His next recollection was of the session with Paroski, the Croatian colonel. Concentration was difficult; he felt nauseous and his rectum ached, but fear of the man who had the power to hurt him overcame his inattention.
“I am going to retain your passport.” The officer flicked the small red book into the open mouth of an orange-coloured manila folder.
“Together with these.”
He winced, but could not avert his eyes as the Croat threw several large black and white prints, onto the desk in front of him, of a small, frail, broken corpse, its lips and cheeks smeared with dark chocolate. He shook his head, when the colonel offered him copies of the confession he did not remember making. The statements joined the passport and photographs.
“The situation is simple, extremely simple. Once clear of this building, should you decide not to cooperate, I will charge you with the child’s murder in a Croatian court. You will find the questioning vastly more...” the seated officer searched for the right words, “...more robust than what you have experienced so far. Should you decide to flee Croatia, these documents,” he flicked a hand in the direction of the folder, “would be handed over to your country’s embassy with the strongest demand for extradition.”
Could they extradite him?
He could not afford the passing of those documents to the authorities of his own country. They would be damning, even if the police there did not already want him for questioning.
“Your work for me will be elementary and straightforward. Put simply, I require you to report periodically the precise location of your convoy on its way north into Bosnia. It is no more complicated than that.”
He could not believe his ears; he woul
d soon be free. Overwhelming relief filled him, removing any doubts he might have had about the practical difficulty of reporting the convoy’s position. Why they would want to track relief supplies, he did not know, but thank Christ they did. His sense of survival buried any reservations about the logic of the Croatian’s reasoning.

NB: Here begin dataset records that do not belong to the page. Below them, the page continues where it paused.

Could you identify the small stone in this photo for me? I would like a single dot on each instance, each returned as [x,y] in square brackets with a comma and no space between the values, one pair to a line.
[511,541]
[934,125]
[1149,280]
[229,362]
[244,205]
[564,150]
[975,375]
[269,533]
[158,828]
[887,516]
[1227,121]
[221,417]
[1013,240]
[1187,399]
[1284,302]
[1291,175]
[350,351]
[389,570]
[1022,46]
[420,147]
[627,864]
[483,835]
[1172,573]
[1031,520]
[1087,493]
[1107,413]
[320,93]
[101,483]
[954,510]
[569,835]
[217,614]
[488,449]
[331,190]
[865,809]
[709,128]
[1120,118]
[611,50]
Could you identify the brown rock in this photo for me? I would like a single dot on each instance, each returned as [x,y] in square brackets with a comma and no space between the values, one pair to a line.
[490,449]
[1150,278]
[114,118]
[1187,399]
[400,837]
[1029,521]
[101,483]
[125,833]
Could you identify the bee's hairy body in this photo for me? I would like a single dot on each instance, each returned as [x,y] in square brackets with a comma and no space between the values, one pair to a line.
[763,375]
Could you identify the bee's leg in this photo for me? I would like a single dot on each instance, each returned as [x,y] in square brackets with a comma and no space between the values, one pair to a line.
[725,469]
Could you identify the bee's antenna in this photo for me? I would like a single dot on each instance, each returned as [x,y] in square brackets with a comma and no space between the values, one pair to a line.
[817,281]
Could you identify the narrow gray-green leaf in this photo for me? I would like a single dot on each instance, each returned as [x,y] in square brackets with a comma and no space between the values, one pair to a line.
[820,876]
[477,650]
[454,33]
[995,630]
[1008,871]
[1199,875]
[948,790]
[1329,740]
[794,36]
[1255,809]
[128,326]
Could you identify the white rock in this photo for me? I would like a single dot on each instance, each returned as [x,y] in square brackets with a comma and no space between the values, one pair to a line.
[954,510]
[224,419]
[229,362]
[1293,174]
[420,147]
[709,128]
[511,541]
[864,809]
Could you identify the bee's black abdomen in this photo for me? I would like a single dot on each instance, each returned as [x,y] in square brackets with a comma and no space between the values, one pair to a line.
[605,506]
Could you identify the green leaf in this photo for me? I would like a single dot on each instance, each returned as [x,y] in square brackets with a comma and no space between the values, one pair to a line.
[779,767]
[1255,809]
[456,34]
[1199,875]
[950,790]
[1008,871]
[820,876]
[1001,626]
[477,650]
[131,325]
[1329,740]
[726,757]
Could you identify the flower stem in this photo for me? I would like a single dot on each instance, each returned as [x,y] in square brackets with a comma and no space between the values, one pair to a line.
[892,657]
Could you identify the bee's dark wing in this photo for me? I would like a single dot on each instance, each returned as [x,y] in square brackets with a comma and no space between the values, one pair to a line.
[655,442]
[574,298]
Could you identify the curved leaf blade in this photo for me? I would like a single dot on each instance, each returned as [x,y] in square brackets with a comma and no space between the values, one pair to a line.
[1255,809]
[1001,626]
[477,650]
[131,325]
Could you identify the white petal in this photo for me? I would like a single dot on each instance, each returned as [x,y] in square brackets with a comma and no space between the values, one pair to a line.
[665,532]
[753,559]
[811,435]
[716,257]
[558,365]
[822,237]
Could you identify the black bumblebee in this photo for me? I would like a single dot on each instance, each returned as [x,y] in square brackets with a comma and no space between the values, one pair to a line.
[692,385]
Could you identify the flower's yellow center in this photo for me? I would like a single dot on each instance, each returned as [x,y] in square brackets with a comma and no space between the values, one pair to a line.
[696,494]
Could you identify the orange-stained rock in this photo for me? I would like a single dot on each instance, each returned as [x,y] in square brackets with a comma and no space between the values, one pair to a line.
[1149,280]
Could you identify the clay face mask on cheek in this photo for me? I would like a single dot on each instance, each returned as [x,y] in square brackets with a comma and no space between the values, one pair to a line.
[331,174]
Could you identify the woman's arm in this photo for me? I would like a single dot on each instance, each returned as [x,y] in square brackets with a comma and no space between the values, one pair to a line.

“This mobile phone has been pre-programmed.” The officer held up a small compact instrument. He pulled out the short aerial and pointed to a button. “One depression and it will ring my number. It has a very wide range. When I call you, it will not ring but vibrate quietly. Carry it with you at all times. Also, here is a map to be used when reporting the convoy’s location to me.” The Croat sat back, placing both hands wide upon the table. “No questions? Good, you will have no problems. Just do as you have been told.”
The interview ended; he had taken the plastic bag containing the map and the mobile phone, and he had been, even by his own standards, sickly subservient.
Please do not call me back, a voice pleaded in his head, as he backed towards the door and freedom. Please.
CHAPTER SEVEN
Paroski watched the Serb climbing through the pines towards him. Despite the appearance of being unaccompanied, he knew that the bearded soldier was not alone. Confident that their meeting would be straightforward and problem-free, he nevertheless drew his pistol, thumbed off the safety and concealed the weapon under his hat on the ground beside him.
Even in the days before the war, while both served in the JNA, Kalosowich and he had never been close. They were never friends, just colleagues with respect for the other’s strengths and skills. Each believed he knew the weaknesses of his fellow soldier. Neither had any love for the Bosnians.
Paroski was confident that the Serb would be willing to help. Kalosowich was possessed of the same ruthlessness and cunning as he himself. Despite the Serb being on the other side, he knew he could rely on him to keep his word, provided the return was sufficient. The assistance would be forthcoming.